“Oh, yes,” agreed Madame Claire. “She’d pride herself on it.”
They talked for nearly half an hour, and Eric was about to go when Dawson opened the door to announce “Master Noel.”
“Hello!” exclaimed Noel. “Two birds with one stone. That’s splendid. Greetings, Claire. I’m bursting with talk. How are you, Eric?”
“We’re bursting to hear you talk,” Madame Claire told him. “Sit down and tell us all about it.”
“Whew!” Noel stretched himself out in a chair and ran his fingers through his hair. “I feel a bit of a rag. Concerts always make me feel like that, but this one was rather more exhausting than usual.”
“Was it a good concert?”
“Well, of course I’m no musician, but it seemed all right to me. Several thousand people had come to hear the lion roar, and they all seemed pleased with his roaring. But first of all, I wish you could have seen Connie, complete with dark shadows under her eyes, large black hat and a bunch of gardenias. Petrovitch saw her at once—we had seats almost under the piano—and they exchanged soul to soul looks. And then he sat down to play. Gosh, the fellow can play! He even had me spellbound. As for Connie—but I leave that to your imagination. I’ll bet Petrovitch played as never before. Sees nephew sitting beside beautiful aunt. Tries to charm aunt away from nephew. Does so—or jolly near it. Connie sat there with her soul in her eyes. I’m sorry to have to mention souls so often, but the narrative seems to require it. Well, I wish you could have heard the applause. People stood up and clapped and clapped and clapped. The gallery yelled and shouted. Illiodor—that’s his unChristian name—tore off two or three encores and bowed and bowed, and then gazed at Connie and bowed some more, and then finally came back and played something very tender—you know the sort of thing—a fragment, a thought, a tear—and then gazed some more at Connie and that was the end of it. I sat there feeling proud all the time. Proprietary, I suppose you’d call it. Something like this: ‘You like it? Good. Oh, yes, in a way he’s one of the family. Fellow my aunt ran off with. Quite one of the family.’”

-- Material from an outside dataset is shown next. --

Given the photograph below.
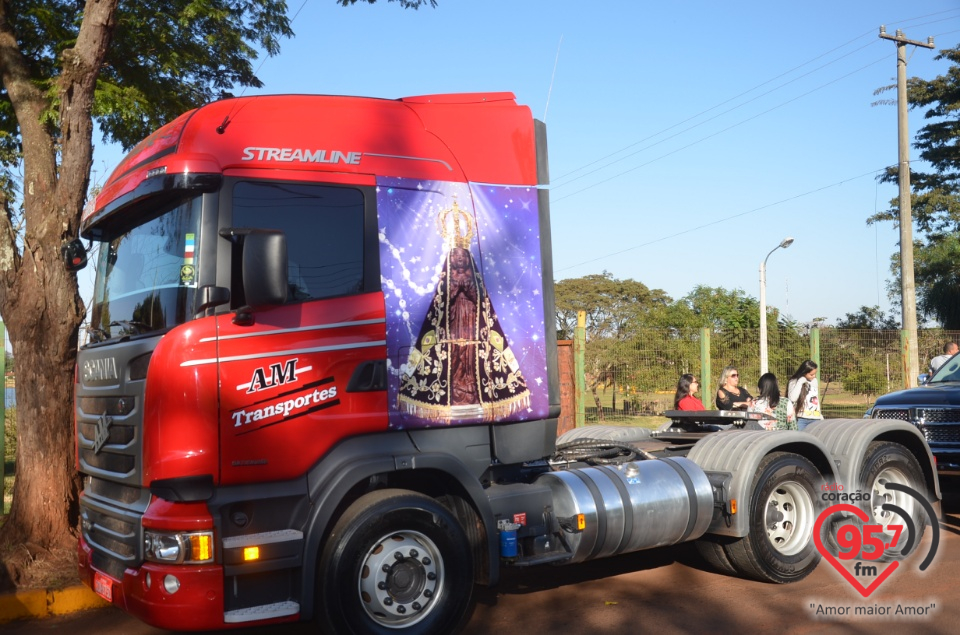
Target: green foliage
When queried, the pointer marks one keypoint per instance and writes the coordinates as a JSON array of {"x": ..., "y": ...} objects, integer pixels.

“How absurd you are, Noel!” laughed Madame Claire.
“And then what happened?” asked Eric.
“Well, we got out finally and headed for home. Connie hung on my arm like a wilted flower, and I can tell you, she’s no light weight. I couldn’t possibly put her in a ’bus in the state she was in—I have some sense of the fitness of things—so we took a taxi and she sat in it with her hands clasped and her eyes fixed before her, murmuring, ‘Wasn’t he divine, divine!’ I felt that the situation was becoming a bit too tense, so I said, ‘Yes, he’s all right, but I think Grock’s more amusing.’ But it didn’t annoy her a bit. She just kept on rocking herself and murmuring, ‘Divine, divine!’”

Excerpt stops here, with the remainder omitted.